His replacement was a 50-year-old from Carroll, Iowa, who had no prior head-coach experience in the NBA. In fact, a decade prior, he had coached the Manchester Giants of the British Basketball League.

A year later, Nick Nurse has gone from replacement coach to NBA champion whose team dethroned the Warriors, winners of three of the last four titles, including the previous two.

Nurse’s path to basketball’s highest peak began to pick up steam at a place not many hoops stories of NBA title caliber begin: Cedar Falls.

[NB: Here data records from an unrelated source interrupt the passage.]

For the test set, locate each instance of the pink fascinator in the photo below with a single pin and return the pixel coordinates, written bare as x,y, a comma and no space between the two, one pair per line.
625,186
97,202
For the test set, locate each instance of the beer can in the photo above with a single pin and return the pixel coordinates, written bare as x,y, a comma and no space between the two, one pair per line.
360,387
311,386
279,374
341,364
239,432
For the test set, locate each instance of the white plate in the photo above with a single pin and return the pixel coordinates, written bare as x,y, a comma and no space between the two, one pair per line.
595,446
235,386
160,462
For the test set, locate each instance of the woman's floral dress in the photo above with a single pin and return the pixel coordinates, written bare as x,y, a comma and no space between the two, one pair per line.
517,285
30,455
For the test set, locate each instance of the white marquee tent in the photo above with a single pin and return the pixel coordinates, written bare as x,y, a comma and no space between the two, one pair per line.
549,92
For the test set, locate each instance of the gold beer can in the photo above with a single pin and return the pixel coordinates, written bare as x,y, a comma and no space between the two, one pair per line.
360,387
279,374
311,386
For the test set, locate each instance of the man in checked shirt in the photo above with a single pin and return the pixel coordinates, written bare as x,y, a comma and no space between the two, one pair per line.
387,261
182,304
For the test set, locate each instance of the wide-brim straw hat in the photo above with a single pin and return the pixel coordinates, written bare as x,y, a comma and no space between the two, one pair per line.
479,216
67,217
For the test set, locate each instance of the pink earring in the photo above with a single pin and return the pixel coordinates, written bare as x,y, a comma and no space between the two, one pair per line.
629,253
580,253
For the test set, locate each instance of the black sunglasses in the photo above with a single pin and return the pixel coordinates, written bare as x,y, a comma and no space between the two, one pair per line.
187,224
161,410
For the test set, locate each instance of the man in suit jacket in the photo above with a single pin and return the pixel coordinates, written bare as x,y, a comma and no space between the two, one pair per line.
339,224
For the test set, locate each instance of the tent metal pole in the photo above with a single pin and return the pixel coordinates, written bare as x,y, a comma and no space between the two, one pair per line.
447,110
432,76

In four years playing basketball for Northern Iowa from 1985-89, Nurse appeared in 111 games on his way to becoming the program’s all-time leader in 3-point field-goal percentage. In his senior season, Nurse’s Panthers went 19-9 and finished second in the conference.

The next year, Nurse became an assistant coach at Northern Iowa and was on staff when the team upset No. 20 Iowa and recorded an NCAA Tournament victory over No. 3 seed Missouri.

After leaving the Panthers’ sideline, Nurse’s next college coaching gig was at Grand View as head coach. At 23, Nurse was the youngest head coach in the country.

Between taking jobs overseas or taking a summer coaching job in Oklahoma that required him to wash uniforms and drive the team to games, Nurse did not make his way back to the state of Iowa until 2007, when he became the head coach of the then-NBA D-League Iowa Energy.

The team’s inaugural season was 2007, and in the Energy’s first game, they broke the D-League record for single-game attendance.

During his six seasons in the D-League, the NBA called up 23 players on Nurse’s rosters, and he won two titles to pair with his two British Basketball League championships. In 2011, Nurse won D-League Coach of the Year.

In 2013, Nurse finally got the call to the NBA, joining Casey’s staff on the Raptors as an offensive assistant.

After Casey was let go for failing to advance far enough in the playoffs once again, Nurse received the promotion, and the goal was clear: win the Eastern Conference.

The goal was made easier by LeBron James departing the Cleveland Cavaliers, who had been a thorn in the Raptors’ side the previous four seasons.

Nurse went 58-24 in his first year as an NBA head coach to earn the second seed in the conference.

From that point, Nurse and the Raptors knocked off the Orlando Magic, the Philadelphia 76ers, and MVP front-runner Giannis Antetokounmpo and the Milwaukee Bucks en route to the franchise’s first NBA Finals appearance.

The season came to a close with a Game 6 victory on the Warriors’ home court for the Raptors’ first title in history.

The team won the championship for a whole country, and a dynasty was brushed aside, with a small-town Iowan leading the way.